Berlin Etlichen Managern treibt das neue Regelwerk Schweißperlen auf die Stirn, schließlich drohen bei Verstößen gegen die ab 25. Mai geltende europäische Datenschutz-Grundverordnung (DSGVO) Strafen, die sich auf bis zu vier Prozent des Jahresumsatzes belaufen können. Vielerorts wurde unterschätzt, wie komplex die Umsetzung ist.

Nicht zuletzt deshalb stellte EU-Justizkommissarin Vera Jourova kürzlich Unternehmen in Aussicht, sie könnten auf Nachsicht hoffen, sollten sie die Anforderungen nicht sofort erfüllen. Es könnte bis zu zwei Jahren dauern, bis alle Firmen die DSGVO übernommen haben müssten, sagte Jourova am Dienstag vergangener Woche in Berlin. Doch Datenschützer winken ab.

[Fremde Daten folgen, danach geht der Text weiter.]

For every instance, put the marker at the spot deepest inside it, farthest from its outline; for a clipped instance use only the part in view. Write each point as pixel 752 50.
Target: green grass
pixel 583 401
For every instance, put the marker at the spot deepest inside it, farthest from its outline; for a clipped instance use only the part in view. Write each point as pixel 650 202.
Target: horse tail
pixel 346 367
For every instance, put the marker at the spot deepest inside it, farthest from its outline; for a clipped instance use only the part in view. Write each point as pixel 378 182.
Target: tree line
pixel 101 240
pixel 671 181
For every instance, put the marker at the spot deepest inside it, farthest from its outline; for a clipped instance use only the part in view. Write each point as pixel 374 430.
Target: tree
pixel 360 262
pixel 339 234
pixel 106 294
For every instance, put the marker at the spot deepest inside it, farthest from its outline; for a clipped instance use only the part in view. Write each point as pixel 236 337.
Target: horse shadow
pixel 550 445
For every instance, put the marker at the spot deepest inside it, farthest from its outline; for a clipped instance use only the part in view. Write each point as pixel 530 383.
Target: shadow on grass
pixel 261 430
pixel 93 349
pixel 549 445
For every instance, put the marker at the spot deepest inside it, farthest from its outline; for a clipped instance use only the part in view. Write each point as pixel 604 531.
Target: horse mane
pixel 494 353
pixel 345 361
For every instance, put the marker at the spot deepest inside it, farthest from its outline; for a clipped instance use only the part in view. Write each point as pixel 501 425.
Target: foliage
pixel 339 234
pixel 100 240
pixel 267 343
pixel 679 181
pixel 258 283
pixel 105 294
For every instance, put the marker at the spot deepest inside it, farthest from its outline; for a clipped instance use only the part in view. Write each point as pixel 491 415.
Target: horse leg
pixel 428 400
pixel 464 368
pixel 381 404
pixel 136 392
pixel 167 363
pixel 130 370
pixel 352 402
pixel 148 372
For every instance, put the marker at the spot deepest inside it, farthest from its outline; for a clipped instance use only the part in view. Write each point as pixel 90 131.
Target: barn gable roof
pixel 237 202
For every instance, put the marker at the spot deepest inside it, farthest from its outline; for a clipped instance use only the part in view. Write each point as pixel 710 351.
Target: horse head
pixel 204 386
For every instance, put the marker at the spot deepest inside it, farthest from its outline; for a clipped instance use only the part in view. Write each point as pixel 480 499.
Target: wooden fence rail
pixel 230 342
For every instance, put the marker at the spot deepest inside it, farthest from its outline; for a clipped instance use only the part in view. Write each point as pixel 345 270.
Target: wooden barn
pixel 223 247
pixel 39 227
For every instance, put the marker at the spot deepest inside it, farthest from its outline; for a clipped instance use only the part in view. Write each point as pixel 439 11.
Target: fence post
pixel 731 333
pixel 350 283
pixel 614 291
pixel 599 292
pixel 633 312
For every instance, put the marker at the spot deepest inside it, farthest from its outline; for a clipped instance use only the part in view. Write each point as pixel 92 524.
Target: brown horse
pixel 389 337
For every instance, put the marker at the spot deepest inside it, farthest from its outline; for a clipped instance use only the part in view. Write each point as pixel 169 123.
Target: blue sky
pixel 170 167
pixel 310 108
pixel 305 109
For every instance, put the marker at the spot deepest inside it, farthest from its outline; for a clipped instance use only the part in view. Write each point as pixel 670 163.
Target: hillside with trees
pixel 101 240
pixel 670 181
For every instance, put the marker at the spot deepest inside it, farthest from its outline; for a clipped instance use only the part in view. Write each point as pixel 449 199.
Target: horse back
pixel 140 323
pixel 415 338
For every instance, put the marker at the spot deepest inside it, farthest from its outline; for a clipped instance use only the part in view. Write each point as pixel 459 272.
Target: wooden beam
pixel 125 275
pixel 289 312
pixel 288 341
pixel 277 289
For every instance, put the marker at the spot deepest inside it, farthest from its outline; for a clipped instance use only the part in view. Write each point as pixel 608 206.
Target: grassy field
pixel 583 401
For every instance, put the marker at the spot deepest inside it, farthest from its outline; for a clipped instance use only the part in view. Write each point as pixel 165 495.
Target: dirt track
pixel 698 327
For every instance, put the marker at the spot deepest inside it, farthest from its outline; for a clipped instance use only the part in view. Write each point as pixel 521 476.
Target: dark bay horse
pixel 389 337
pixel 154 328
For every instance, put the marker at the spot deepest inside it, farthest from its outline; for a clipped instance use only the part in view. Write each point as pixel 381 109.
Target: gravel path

„Im Rechtsstaat ist die Exekutive an die Gesetze gebunden und steht nicht über ihnen. Damit ist eine weitere zweijährige Frist nicht nur unangemessen und für die Akzeptanz der Regelungen angesichts einer bereits zweijährigen Umsetzungsfrist absolut schädlich, sondern auch rechtlich unzulässig“, sagte der Hamburger Datenschutzbeauftragte, Johannes Caspar, dem Handelsblatt. „Die Aufsichtsbehörden können künftig von Betroffenen als auch von Verbänden verklagt werden, wenn Sie den Beschwerden nicht nachgehen.“

Auch die Datenschutzbeauftragte von Schleswig-Holstein, Marit Hansen, erteilte dem am vergangenen Dienstag bei einem Besuch in Berlin geäußerten Vorstoß Jourovas eine klare Absage. „Ein zweijähriger Verzicht auf das Instrumentarium würde dem Datenschutzrecht die Zähne ziehen, die es gerade erst bekommt“, sagte Hansen dem Handelsblatt. „Hat die Kommission denn die letzten Datenskandale schon vergessen? Und wer sagt, dass nach zwei Jahren nicht die nächste Schonfrist ausgegeben wird?“, fragte Hansen und fügte hinzu: „Nein, die Sachlage ist eindeutig: Die Datenschutz-Grundverordnung muss ab dem 25.05.2018 angewendet werden - gerade bei Beschwerden und Verstößen -, aber natürlich verhältnismäßig.“

Die neuen Regeln verpflichten die Unternehmen, mit den Daten ihrer Kunden sorgsamer umzugehen. Gespeichert werden darf nur noch, was wirklich gebraucht wird - und die Nutzer müssen zustimmen. „Vor allem kleine und mittlere Unternehmen wachen gerade auf. Wir bekommen viele Anfragen aus diesem Umfeld und viele sind erstaunt, welcher Aufwand durch die DSGVO auf sie zukommt“, sagt Oliver Köppe, Partner bei der Wirtschaftsberatung KPMG. Die größte Veränderung sei, dass der Datenschutz nun aktiv von den Unternehmen betrieben werden müsse.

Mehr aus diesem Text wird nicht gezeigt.